Was this done on the basis of a court order or a binding financial agreement or otherwise related to the separation?

If so you will probably inherit any CGT of the property (hope you took this into account in your settlement). ie. your cost base will be the same as your partner's when they acquired the property.

Other than this think of the property as being 2 halves. You acquired 50% before and another 50% later. Mortgages must have been discharged and new loans taken out etc when the transfer occured.
 
Hi,

Questions:
1. do I need to have two rental schedules for the IP in my tax return? One showing 50/50 ownership until Jan and one showing 100% from Jan?
2. can I claim loan establishment fees etc from the initial purchase in 2009 as well as the fees from this years loan establishment? Or does that reset with the recent transfer?
3. are there any CGT tax (loss) impacts regarding the transfer - For my ex or me? The transfer consideration was only $1.
4. would this transfer impact the depreciation schedule?
5. is there anything else I should be aware of in this situation?

Thanks

CPCI

Marital seperation and relationship breakdown are messy and this is quite typical. The practical way that CGT and income tax address this situation is that your former partmer is deemed to have never been an owner and that you were the owner from day one. Marital breakdown is a "rollover" issue. Her cost base rolls back to you. You acquire the other portion of the cost base.

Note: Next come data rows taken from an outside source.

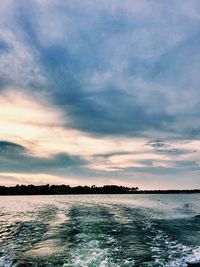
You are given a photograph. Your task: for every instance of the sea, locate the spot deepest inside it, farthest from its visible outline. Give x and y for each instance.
(146, 230)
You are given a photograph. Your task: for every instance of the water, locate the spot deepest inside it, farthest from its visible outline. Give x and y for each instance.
(100, 230)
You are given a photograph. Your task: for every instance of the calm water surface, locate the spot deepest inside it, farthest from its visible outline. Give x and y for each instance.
(100, 230)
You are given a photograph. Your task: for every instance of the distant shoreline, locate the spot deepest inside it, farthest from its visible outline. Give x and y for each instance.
(84, 190)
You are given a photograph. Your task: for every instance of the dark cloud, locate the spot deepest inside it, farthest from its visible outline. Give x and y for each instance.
(16, 158)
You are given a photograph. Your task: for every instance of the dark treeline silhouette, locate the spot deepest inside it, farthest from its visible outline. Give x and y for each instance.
(66, 189)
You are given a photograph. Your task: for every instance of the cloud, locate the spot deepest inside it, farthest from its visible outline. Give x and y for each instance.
(100, 88)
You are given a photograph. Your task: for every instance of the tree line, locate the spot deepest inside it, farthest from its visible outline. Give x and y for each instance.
(67, 189)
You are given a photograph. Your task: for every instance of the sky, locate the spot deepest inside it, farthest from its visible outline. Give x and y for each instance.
(100, 92)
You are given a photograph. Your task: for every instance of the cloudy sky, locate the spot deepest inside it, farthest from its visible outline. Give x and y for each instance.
(100, 92)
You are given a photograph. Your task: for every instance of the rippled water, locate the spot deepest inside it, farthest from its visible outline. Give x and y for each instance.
(100, 230)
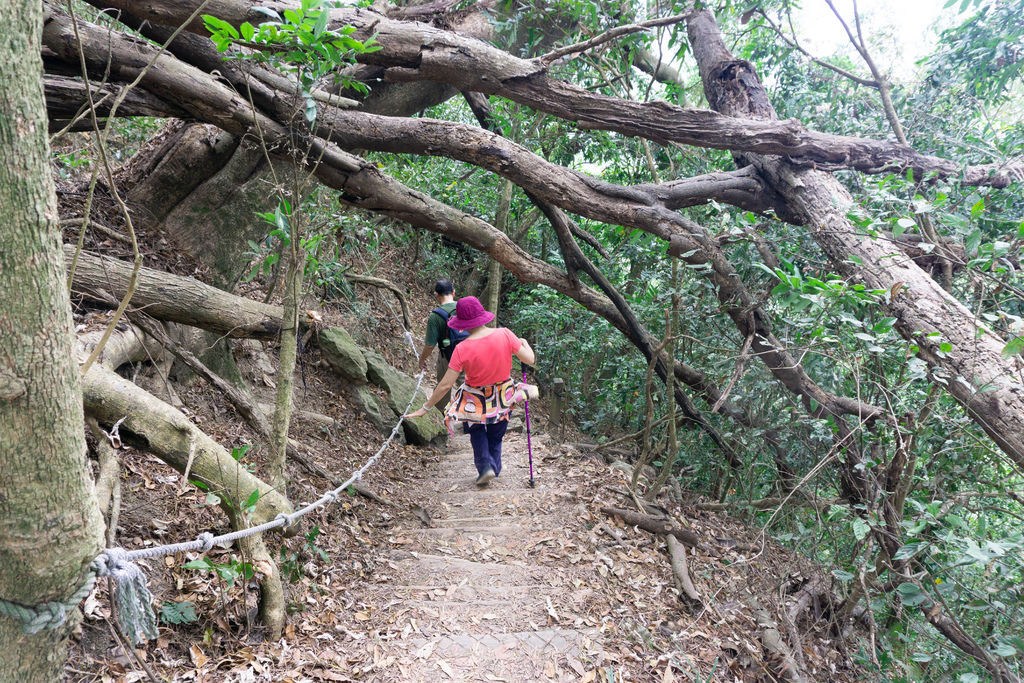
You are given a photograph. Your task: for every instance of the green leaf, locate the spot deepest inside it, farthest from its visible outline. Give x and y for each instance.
(321, 25)
(972, 242)
(268, 12)
(219, 27)
(201, 563)
(1015, 347)
(178, 612)
(978, 207)
(911, 594)
(909, 550)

I would check and ensure you both adopt the same tax position for this ie : dates, values etc cause if you dont one of you will make a costly tax mistake. If you both do same thing the issue is trivial. Agree on the date she ceases to own and you acquire the 100% - Based on the loan paydown etc Jan seems to be right.

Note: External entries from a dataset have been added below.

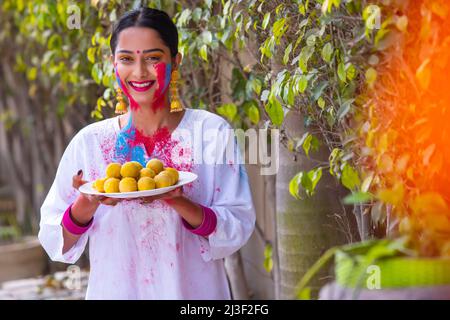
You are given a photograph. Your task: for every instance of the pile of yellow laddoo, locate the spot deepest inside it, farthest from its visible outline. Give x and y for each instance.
(132, 176)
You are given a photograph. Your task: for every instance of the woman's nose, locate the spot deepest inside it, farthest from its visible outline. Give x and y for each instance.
(142, 70)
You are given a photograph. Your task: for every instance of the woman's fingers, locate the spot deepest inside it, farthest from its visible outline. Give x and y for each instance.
(77, 180)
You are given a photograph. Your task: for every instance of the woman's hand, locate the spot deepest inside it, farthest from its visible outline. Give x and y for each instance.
(77, 182)
(168, 196)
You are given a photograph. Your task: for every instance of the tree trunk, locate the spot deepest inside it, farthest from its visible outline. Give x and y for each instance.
(305, 228)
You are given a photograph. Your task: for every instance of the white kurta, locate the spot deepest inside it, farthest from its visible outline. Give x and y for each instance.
(143, 251)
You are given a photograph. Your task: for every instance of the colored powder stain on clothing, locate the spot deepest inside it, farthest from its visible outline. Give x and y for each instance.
(163, 72)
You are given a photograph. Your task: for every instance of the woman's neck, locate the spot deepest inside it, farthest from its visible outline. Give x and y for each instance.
(148, 121)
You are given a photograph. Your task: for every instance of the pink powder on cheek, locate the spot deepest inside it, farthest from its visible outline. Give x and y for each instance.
(133, 104)
(162, 79)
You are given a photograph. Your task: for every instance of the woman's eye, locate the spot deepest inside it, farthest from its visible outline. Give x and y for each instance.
(153, 59)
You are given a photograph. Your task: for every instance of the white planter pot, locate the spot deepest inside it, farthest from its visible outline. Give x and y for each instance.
(23, 259)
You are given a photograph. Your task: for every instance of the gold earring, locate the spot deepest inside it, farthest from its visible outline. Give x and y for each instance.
(121, 106)
(175, 104)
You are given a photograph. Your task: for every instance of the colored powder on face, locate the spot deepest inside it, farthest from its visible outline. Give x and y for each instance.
(163, 73)
(133, 104)
(133, 145)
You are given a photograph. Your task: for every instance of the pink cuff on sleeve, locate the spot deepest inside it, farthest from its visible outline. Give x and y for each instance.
(208, 225)
(71, 226)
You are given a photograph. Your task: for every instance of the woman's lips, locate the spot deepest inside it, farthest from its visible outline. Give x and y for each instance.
(141, 86)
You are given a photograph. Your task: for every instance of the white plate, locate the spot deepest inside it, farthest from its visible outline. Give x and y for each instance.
(184, 178)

Two schedules ?? Probably. The "new" loan is yours. The old loan was joint. To address that question you and fmr partner can claim all the unclaimed loan fees that havent been deducted yet on one schedule. Then on new schedule you alone start to claim new loan fees over 60 months (or loan term if its less).

Your fmr partner has no CGT event. Basically your cost base doubles + perhaps some extra legal costs etc.

Depreciation schedules etc dont change. Just the amount of your deductions. You will have a 100% depreciation claim from jan onwards.